Utopia, or an ideal community, is also a Greek idea, though morphed. In most intellectual histories, coinage of the word is attributed to Sir Thomas More (1474-1535) by whose work of the same name we know him best. However, he was only the efficient cause of neologism, as Aristotle might have put it. More seems to have got the word while translating the works of Greek satirist Lucian, whose True History, a compilation of events that never happened, is based in outopia, meaning ‘no place’. From this root, and ‘eutopia’, meaning a good place, More invented a pun, Utopia. Today we think of Utopia as goodness incarnate in a state. But More’s Utopia is dysfunctional, what we would now call a dystopia.

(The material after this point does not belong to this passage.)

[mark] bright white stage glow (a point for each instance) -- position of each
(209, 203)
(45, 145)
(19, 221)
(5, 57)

 This is not merely a linguistic quibble. The idea of a flawless state, and by implication, a flawed one, was Greek before Lucian got going. Plato, and Aristotle after him, assumed an idealised political entity of which all earthly republics and entities were imperfect forms and corruptions. The thread was picked up by Polybius and Cicero in ancient Rome after the disintegration of the Greek city-states. With the spread of Christianity, Augustine of Hippo and several centuries after him, St. Thomas Aquinas developed the idea in the context of a Christianising Western Europe and Italy. Plagues that wracked the medieval world contributed to a concrete concept of the opposite of Utopia. Ideal communities and their debased variants have been imagined, written about, and romanticised and demonised at all times and in all cultures. Dystopian writers today are respected distant descendants of Old Testament writers and Dante, whose descriptions of hell were alarming enough for his native Florence to drive him to seek the protection of Verona. Perhaps the greatest 20th-century creator of dystopias, Eric Arthur Blair, aka George Orwell, was at home in the Greek language. Writing a decade before Orwell, Aldous Huxley, in his Brave New World (1932), ordered his imaginary casteist society from alpha at the top to epsilon at the bottom. 

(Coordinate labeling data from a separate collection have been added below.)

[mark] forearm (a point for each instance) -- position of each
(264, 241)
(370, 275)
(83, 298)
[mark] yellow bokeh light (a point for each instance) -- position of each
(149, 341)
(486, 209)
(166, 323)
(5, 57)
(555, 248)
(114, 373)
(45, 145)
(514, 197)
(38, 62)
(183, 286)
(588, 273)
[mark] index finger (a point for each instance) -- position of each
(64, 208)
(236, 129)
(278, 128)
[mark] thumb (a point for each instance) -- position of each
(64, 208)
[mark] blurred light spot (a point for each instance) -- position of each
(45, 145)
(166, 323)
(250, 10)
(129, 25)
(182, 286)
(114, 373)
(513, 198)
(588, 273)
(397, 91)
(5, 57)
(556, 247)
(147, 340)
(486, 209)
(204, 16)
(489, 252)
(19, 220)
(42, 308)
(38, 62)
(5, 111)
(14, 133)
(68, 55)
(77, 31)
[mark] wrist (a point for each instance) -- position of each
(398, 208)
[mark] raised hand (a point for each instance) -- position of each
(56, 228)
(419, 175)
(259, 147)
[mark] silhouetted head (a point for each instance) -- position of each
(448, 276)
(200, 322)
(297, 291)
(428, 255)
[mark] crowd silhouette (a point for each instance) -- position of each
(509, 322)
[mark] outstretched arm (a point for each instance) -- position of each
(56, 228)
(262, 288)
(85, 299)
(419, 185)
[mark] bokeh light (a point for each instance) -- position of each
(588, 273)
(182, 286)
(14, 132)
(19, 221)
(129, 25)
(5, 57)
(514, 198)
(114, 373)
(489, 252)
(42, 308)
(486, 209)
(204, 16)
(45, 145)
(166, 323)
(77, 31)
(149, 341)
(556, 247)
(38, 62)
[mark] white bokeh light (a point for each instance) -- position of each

If renaming the variants of the SARS-CoV-2 virus after letters of the Greek alphabet and ideal imaginary communities has ancient Greek roots, so is one of the earliest descriptions of epidemics and plagues. Hippocrates, the great physician of Greek Antiquity (460-370 BC), was perhaps the first to define endemics and epidemics. His pre-modern theory of humour continues to inform several enclaves of alternate medicine. Thucydides, the greatest among ancient historians and chronicler par excellence of The Peloponnesian War (431-404 BC), describes the Athenian plague in the second year of the war, a contagion he contracted and survived. ‘At the beginning, the doctors were quite incapable of treating the disease because of their ignorance of the right methods. Mortality among the doctors was the highest of all, since they come more frequently in contact with the sick’, he writes. He goes on: ‘Some died in neglect, some despite every possible care being taken of them, what did good in some cases did harm in others. Those with naturally strong constitutions were no better able than the weak to resist the disease’. There were crises of faith, disorganised funerals, overwhelmed public facilities, changed attitude towards wealth and leisure and much else that sounds familiar in these times. What now and what next were as pressing questions then as they are now. When the world is looking for politically correct nomenclature and yearning for a medical utopia in which everyone is protected from the pandemic, ancient Greece is as good a place as any to start looking for beginnings of ideas and experiences that preoccupy us today. 

The writer is a physician and a civil servant in India.